The Patriots might not be willing to pay J.C. Jackson the big bucks just yet, but losing him this offseason is not an option. The franchise tag could be a compromise.

New England Patriots J.C. Jackson returns an interception against the Atlanta Falcons. (Matthew J Lee/Globe staff)

Few questions surrounding the Patriots’ offseason, except for maybe who calls the offensive plays, are more pressing than what the team decides to do with star cornerback J.C. Jackson.

The former undrafted free agent has had a dominant last two seasons, including earning his first All-Pro nod in 2021. But after signing a $3.384 million tender as a restricted free agent last year, it’s time for New England to pay up.

Pro Football Focus salary cap analyst Brad Spielberger suggested Tuesday the Patriots could opt to use the franchise tag to keep Jackson in town for next year rather than fork up the big bucks for multiple seasons, though.

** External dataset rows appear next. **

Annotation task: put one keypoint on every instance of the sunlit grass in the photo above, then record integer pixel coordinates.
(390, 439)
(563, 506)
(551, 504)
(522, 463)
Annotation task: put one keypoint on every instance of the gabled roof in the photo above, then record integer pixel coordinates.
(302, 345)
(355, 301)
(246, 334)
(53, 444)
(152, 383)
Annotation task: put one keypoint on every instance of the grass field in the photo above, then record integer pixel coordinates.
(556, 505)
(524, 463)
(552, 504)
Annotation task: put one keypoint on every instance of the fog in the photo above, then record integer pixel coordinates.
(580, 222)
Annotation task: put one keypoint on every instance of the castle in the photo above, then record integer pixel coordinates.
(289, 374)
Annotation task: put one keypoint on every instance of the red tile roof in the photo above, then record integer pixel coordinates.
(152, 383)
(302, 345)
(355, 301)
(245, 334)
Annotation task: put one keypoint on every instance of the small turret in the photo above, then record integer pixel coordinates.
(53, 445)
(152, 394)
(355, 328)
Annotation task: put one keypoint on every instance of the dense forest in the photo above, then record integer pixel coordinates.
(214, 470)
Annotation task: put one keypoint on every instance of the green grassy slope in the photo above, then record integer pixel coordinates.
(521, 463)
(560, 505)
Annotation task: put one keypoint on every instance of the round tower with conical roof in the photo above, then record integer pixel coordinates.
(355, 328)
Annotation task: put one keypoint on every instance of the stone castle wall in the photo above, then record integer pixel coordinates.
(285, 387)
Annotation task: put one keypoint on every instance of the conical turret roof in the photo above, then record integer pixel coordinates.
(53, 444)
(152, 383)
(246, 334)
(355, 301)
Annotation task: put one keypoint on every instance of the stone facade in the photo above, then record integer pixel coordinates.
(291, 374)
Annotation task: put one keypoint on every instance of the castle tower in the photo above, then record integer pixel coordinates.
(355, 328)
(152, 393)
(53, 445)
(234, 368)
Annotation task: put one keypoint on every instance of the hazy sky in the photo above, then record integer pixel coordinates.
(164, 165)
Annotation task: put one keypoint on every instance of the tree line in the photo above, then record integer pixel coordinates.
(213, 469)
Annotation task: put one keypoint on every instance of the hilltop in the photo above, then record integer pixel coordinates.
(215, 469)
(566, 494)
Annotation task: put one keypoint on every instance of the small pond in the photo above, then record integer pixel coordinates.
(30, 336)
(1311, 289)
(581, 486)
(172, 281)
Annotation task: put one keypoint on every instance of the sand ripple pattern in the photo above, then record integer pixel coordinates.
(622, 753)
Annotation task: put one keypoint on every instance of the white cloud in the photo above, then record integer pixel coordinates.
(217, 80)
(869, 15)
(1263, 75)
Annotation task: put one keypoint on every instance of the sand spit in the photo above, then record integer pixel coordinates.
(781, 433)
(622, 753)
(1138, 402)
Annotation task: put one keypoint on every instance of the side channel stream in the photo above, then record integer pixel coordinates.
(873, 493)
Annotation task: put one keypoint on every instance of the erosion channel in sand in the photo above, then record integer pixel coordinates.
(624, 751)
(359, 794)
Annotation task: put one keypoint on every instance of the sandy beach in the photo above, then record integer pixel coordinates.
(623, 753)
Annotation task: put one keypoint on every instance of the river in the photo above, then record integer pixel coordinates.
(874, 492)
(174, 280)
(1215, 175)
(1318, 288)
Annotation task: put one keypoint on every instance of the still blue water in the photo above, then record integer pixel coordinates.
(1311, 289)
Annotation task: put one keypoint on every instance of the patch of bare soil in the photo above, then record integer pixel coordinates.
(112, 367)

“The Patriots have never been afraid to place the franchise tag — most recently tagging guard Joe Thuney in 2020 before he signed a five-year, $80 million deal with the Chiefs in free agency last offseason,” Spielberger explained. “Jackson has a truly astonishing 17 interceptions over the last two seasons, but this means his perceived value is at an all-time high due to flashy stats in addition to career-best overall (82.7) and coverage grades (83.0) in 2021.

Perhaps the Patriots are comfortable waiting another season.”

Spielberger has previously told the franchise tag might be “a foregone conclusion” for New England and Jackson to make sure the cornerback doesn’t hit the unrestricted free-agent market. The prospects of potentially committing an average of $17-18 million a season to the former undrafted corner, however, might not be what the Patriots have in mind.

But making sure Jackson is in the fold for 2022 should be top of mind for Bill Belichick going into the offseason. Aside from Jackson, there are no proven options at the boundary corner position, and it would almost certainly necessitate signing, trading for or drafting a highly regarded cornerback to replace him.

On the other hand, keeping him around — even if it is just for one more year — buys New England some time to figure out their options for the future while (hopefully) getting one more year of excellent play from Jackson as the team tries to rebound from its early playoff exit this season.